Başkan Sadıkoğlu, son günlerde Malatya’da ve Baskil’de üretilen kayısılar üzerinden yapılan tartışmaların iki şehre de fayda sağlamayacağını ifade ederek, “Kayısı bizi ayrıştıran değil, aksine birleştiren bir güçtür. Kayısımızın üretiminden ihracatına kadar çeşitli sorunlarımız var ve bu sorunları çözmek için birlikte hareket etmemiz lazım. Bakınız fındıkta ve zeytinde olduğu gibi bölgesel hareket sorunların çözümüne hız kazandırıyor. Malatya, Baskil ve Elbistan olarak birlikte hareket etmeliyiz” dedi.
Sadıkoğlu, sözlerini şöyle sürdürdü:
“12 Nisan’da yaşadığımız zirai don sonrası başta Avrupa ülkeleri olmak üzere dünya pazarının bir kısmı kayısı üretimi yapan diğer ülkelere kaymaya başladı. Bu durum önümüzdeki yıllarda hem Malatya’daki hem de Baskil’deki ve Elbistan'daki üreticilerimiz için büyük bir risk oluşturuyor. Gelin kardeş şehirler olarak bölgemizde üretilen kayısımızın dünyada daha fazla tüketilmesi için çalışmalar yapalım. Kayısıdan elde ettiğimiz döviz gelirini yükseltmek için birlikte mücadele gösterelim.”

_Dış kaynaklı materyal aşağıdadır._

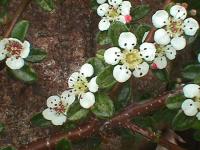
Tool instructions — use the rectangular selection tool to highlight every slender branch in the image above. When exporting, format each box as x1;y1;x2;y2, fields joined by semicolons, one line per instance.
3;0;32;38
19;88;182;150
124;122;185;150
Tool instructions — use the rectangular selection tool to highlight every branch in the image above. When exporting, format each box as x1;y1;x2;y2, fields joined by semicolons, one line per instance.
3;0;32;38
124;122;185;150
19;88;182;150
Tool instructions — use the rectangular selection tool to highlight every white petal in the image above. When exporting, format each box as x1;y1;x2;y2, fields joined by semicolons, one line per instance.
51;115;67;126
133;62;149;77
183;84;200;98
139;43;156;61
116;15;126;24
198;53;200;63
6;57;24;70
118;32;137;50
0;49;7;61
154;29;170;45
171;37;186;50
108;0;122;7
61;90;76;105
118;1;131;16
170;5;187;20
153;56;167;69
104;47;122;65
142;31;149;43
98;18;111;31
97;0;107;4
88;76;99;93
97;3;109;16
68;72;79;88
20;41;30;58
80;92;95;109
181;99;198;116
183;18;199;36
152;10;169;28
196;112;200;120
165;45;176;60
113;65;131;82
47;95;61;108
8;38;23;45
0;38;8;50
42;108;56;120
80;63;94;77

Sadıkoğlu, Malatya ve çevresinde üretilen kayısının dünya pazarında daha fazla tercih edilmesi için atılacak her türlü adıma Malatya TSO olarak hamilik yapmaya hazır olduklarını da ifade etti.
“MALATYA KAYISISINI TARTIŞMAYA AÇMAK CEHALETTİR…”

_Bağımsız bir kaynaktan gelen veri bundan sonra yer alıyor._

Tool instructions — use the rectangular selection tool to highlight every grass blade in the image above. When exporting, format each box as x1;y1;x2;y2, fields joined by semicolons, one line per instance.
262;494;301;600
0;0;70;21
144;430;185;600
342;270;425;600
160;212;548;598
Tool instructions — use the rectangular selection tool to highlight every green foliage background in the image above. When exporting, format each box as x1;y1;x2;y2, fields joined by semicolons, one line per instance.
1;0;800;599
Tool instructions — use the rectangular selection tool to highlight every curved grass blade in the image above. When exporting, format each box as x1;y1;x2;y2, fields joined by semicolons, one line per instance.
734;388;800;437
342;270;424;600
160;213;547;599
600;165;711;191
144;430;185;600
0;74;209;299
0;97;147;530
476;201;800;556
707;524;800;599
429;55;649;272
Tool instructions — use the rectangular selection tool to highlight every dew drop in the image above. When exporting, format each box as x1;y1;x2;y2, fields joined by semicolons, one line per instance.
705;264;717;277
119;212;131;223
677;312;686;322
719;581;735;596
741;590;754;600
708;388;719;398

Malatya Turgut Özal Üniversitesi Rektör Yardımcısı ve Ziraat Fakültesi eski dekanı Prof.Dr. Orhan Gündüz ise, sosyal medya hesabından yaptığı açıklamada, "Baskil kayısısı diye ayrı bir çeşit yoktur. Baskilli üreticilerimiz, Malatya'da ıslah edilerek tescil edilen Hacıhaliloğlu, Kabaaşı, Çataloğlu gibi kayısı çeşitlerini yetiştirmektedir. Bunu tartışmaya açmak gaflet değilse cehalettir" dedi.